Cette année encore et pour les mêmes raisons, la cérémonie avait été une nouvelle fois repoussée, fait exceptionnel dans l’histoire de Broadway, qui n’avait jamais eu à fermer ses guichets même au plus fort des tempêtes causées par la Seconde Guerre mondiale ou les attentats du 11 septembre 2001.
Après plus de dix-huit mois, Broadway a finalement rouvert ses portes, timidement, petit à petit, mais avec autant d’enthousiasme que le monde du spectacle sait en provoquer. Et la Broadway League, qui regroupe tous les propriétaires, producteurs et exploitants des théâtres, en accord avec l’American Theater Wing, une organisation chargée de protéger les niveaux d’excellence et d’éducation des productions théâtrales, a donc choisi de présenter les Tonys de la saison 2019–2020 en grande pompe au début de la nouvelle saison pour mieux marquer ce retour à la normale. La cérémonie, qui a duré quatre heures, a eu lieu ce dimanche au Winter Garden, l’une des plus grandes salles de spectacle de la ville avec une capacité de 1 600 places, en présence d’une foule d’invités et de gens du métier, mais sans les artifices habituels, dans le cadre d’une soirée également télévisée destinée à récompenser les œuvres jugées méritoires et inciter les spectateurs à revenir en masse à New York.
Toutefois, compte tenu des restrictions imposées par la crise sanitaire l’an dernier, seules les œuvres musicales et dramatiques créées entre juin 2019 et mars 2020 pouvaient légitimement concourir. Dans la première catégorie, six titres seulement se disputaient les honneurs de la soirée : Moulin Rouge!, Jagged Little Pill et Tina – The Tina Turner Musical, parmi les plus visibles ; ainsi que The Lightning Thief, Girl From The North Country et une reprise de West Side Story —d’ailleurs très mal accueille et qui n’est pas revenue à l’affiche —, jugées moins susceptibles de provoquer des réactions aussi positives parmi les spectateurs. Un bien maigre palmarès s’il en fut. Ce sont donc ces six œuvres qui se sont partagé les statuettes.
La soirée était divisée en deux. C’est pendant la première partie, d’une durée de deux heures, présentée en streaming sur le site internet Paramount+, que la plupart des récompenses ont été annoncées. Trois seulement étaient réservées pour la seconde partie, diffusée sur la chaîne de télévision CBS, dont celles de la meilleure comédie musicale, la meilleure pièce, et la meilleure reprise.

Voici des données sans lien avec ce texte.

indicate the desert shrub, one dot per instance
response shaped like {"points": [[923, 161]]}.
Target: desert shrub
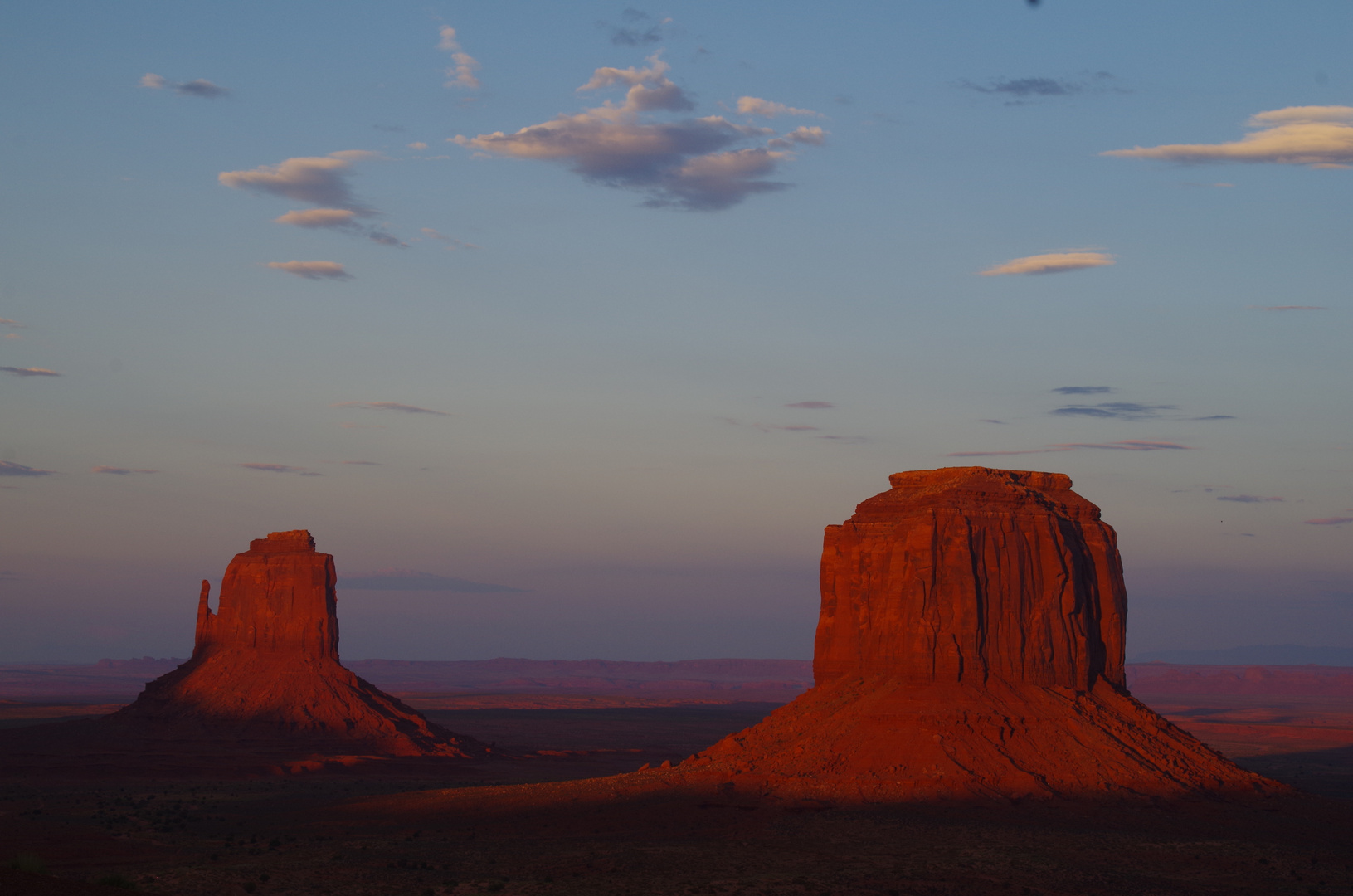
{"points": [[115, 880], [29, 863]]}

Comme on s’y attendait un peu, c’est Moulin Rouge! qui a raflé une dizaine de récompenses parmi les comédies musicales, battant de loin toutes les autres pièces en compétition, avec notamment les Tonys de la meilleure comédie musicale, de la meilleure mise en scène (Alex Timbers), et de la meilleure chorégraphie (Sonia Toyeh). Une autre victoire prévisible était celle d’Adrienne Warren, dont la prestation dans le rôle de Tina, la vedette de Tina – The Tina Turner Musical, est l’un des joyaux de ce spectacle.
Du fait que les œuvres présentées dans le cadre de la saison ne comportaient aucune chanson créée spécifiquement pour la scène mais s’inspiraient toutes du catalogue de chansons pop, le Tony de la meilleure partition musicale a été attribué à la bande sonore créée pour la pièce A Christmas Carol et composée par Christopher Nightingale.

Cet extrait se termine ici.